It was all meant to be so straightforward. Head to Cornwall, lock the media in a large cupboard, walk round a factory, eat some chips, then stand in front of some TV cameras saying the words "strong and stable leadership" over and over and over and over again.
And it would have been straightforward, but for the minor setback that our Prime Minister cannot eat a chip without displaying utter contempt for everything a chip is and everything a chip stands for.
In Theresa May’s defence, not everyone is so aggressively photographed in the act of chip consumption. It may be that all of us, without even realising, eat our chips while simultaneously staring at them in complete disgust.

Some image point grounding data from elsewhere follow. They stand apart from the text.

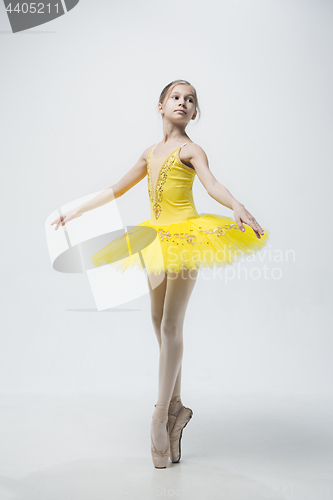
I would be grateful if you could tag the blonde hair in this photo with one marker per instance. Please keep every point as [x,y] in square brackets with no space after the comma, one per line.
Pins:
[167,89]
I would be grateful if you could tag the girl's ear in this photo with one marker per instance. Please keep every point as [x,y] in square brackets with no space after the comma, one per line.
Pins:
[160,108]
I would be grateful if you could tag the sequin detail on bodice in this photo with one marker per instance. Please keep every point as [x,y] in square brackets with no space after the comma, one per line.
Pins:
[171,197]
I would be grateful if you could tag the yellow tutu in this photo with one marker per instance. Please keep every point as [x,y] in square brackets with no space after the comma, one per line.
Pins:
[206,241]
[177,237]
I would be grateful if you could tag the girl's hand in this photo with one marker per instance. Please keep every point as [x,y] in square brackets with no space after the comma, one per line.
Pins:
[66,217]
[243,216]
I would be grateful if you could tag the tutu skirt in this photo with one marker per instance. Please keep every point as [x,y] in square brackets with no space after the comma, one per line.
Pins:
[205,241]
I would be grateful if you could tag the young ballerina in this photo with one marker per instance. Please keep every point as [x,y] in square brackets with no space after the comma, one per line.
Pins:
[172,245]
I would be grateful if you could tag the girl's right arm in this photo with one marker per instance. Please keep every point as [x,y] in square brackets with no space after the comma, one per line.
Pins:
[133,176]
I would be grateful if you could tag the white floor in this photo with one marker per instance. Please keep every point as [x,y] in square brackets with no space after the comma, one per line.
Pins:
[97,446]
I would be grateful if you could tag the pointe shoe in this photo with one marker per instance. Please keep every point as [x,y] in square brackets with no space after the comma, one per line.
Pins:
[177,422]
[160,458]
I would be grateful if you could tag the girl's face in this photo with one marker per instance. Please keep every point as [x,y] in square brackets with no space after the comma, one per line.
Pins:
[179,104]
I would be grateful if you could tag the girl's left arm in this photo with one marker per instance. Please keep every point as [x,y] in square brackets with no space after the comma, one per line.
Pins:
[220,193]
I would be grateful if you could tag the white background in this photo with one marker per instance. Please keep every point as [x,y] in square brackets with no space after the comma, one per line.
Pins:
[79,105]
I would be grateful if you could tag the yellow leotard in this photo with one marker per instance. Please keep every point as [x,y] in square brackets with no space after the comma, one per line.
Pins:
[177,237]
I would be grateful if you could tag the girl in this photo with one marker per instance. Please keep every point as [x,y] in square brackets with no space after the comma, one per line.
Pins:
[174,244]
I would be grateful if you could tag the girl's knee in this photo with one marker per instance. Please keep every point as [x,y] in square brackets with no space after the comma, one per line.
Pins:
[171,329]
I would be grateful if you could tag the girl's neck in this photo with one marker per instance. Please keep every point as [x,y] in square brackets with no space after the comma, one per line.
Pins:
[173,134]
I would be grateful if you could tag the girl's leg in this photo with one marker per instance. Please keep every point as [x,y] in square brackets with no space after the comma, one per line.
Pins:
[157,288]
[178,290]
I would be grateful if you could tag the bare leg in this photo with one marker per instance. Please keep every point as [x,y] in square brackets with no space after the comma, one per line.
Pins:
[157,288]
[177,289]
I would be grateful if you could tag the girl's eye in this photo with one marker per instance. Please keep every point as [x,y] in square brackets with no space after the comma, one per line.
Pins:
[189,99]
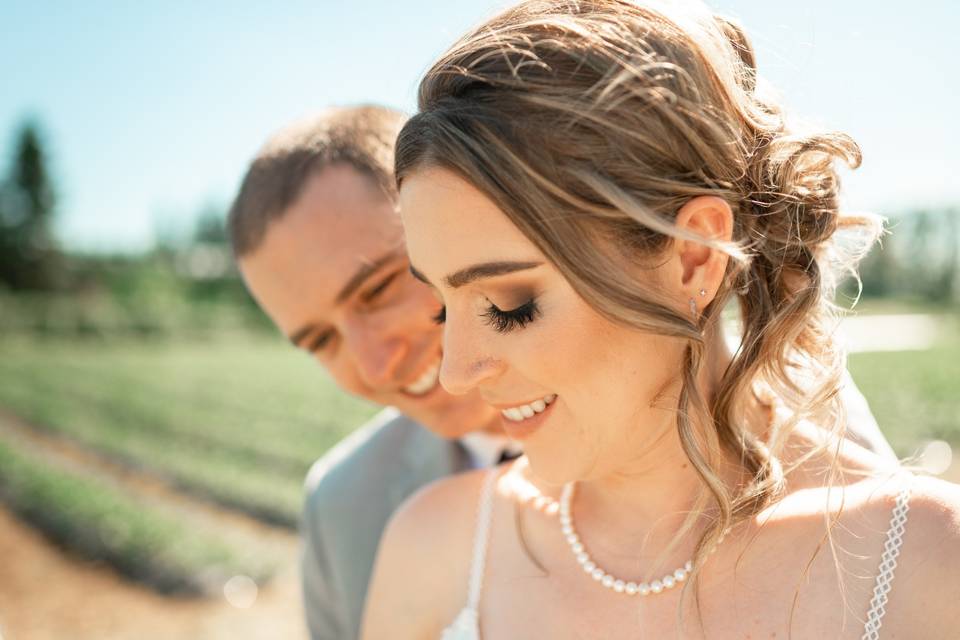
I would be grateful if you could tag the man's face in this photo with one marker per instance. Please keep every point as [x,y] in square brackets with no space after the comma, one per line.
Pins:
[333,275]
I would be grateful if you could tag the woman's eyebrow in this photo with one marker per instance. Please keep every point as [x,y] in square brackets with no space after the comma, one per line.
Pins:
[478,272]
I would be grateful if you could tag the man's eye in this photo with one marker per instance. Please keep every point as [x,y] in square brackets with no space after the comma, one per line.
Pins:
[375,293]
[320,342]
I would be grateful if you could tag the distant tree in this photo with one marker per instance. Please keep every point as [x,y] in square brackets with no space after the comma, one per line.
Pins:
[29,258]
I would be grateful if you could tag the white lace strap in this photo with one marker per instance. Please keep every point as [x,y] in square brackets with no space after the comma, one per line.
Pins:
[481,539]
[888,562]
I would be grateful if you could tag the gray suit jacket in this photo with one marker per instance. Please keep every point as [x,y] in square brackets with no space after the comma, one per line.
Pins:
[351,492]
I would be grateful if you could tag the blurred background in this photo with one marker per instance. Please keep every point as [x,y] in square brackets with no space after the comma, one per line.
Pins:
[155,430]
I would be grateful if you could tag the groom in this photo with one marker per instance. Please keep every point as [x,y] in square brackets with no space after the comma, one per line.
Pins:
[320,247]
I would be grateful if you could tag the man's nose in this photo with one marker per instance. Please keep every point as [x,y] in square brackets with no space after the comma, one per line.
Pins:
[378,353]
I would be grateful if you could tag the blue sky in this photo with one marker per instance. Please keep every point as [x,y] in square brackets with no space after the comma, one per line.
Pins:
[152,111]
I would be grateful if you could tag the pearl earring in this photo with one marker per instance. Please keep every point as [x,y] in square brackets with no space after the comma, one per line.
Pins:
[693,302]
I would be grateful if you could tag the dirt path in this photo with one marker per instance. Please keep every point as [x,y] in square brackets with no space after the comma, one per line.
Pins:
[46,594]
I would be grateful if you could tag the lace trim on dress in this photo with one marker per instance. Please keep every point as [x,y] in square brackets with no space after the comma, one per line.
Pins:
[888,562]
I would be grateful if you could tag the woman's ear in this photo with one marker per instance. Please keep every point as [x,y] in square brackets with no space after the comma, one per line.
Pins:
[702,267]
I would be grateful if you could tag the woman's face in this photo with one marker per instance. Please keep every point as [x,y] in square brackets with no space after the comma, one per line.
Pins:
[587,397]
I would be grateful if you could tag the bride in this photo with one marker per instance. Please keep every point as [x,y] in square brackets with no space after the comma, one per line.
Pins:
[588,185]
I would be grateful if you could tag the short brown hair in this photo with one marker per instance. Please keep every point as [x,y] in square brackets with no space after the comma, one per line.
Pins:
[361,137]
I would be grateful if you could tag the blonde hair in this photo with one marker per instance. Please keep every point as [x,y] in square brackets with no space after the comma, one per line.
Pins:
[589,124]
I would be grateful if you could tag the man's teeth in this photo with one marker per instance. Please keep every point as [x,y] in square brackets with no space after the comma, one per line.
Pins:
[426,381]
[525,411]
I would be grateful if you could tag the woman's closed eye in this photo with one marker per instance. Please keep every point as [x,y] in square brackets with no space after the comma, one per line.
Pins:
[501,320]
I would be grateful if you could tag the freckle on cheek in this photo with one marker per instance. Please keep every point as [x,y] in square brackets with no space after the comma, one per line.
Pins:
[480,365]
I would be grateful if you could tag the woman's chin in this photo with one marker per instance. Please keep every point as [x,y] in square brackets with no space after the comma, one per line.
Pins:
[550,472]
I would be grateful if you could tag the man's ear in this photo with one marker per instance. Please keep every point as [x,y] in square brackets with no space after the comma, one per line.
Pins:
[702,267]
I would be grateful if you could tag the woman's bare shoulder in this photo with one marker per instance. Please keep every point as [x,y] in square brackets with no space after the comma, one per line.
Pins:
[420,577]
[926,584]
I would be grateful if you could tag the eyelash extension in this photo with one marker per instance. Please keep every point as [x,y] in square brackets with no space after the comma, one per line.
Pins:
[505,321]
[502,321]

Perhaps we are all, at the moment of biting into a chip, so taken by its self-evidently fluffy, fat-embalmed, potatoey deliciousness, that we do not know that are faces become temporarily and involuntarily fixed into a mask of infinite revulsion.
Perhaps it’s personal. Perhaps the chip was a Lib Dem. Perhaps it was a show of defiance from Theresa May. This was her saying: "See this gob. It doesn’t just mouth the words strong and stable leadership over and over and over again. No it doesn’t. It’s going to bloody eat you. That’s what’s happening here."
This was her saying: "Every chip I eat will strengthen my hand in the negotiations with Brussels. If you see anyone else eating a chip, they are undermining their country’s future. Only I get to eat chips. No one else. And don’t forget, in Brussels, they put mayonnaise on these, the sick, disgusting perverts."
Still, lesson learned. There is no confirmed evidence that in her brief trip to a chippy in a Cornish fishing village, the Prime Minister either met or spoke to a normal, member of the public. But the trio of chip pictures will be enough.
Tomorrow morning, expect her to be re-hermetically sealed in some factory or other nowhere near you.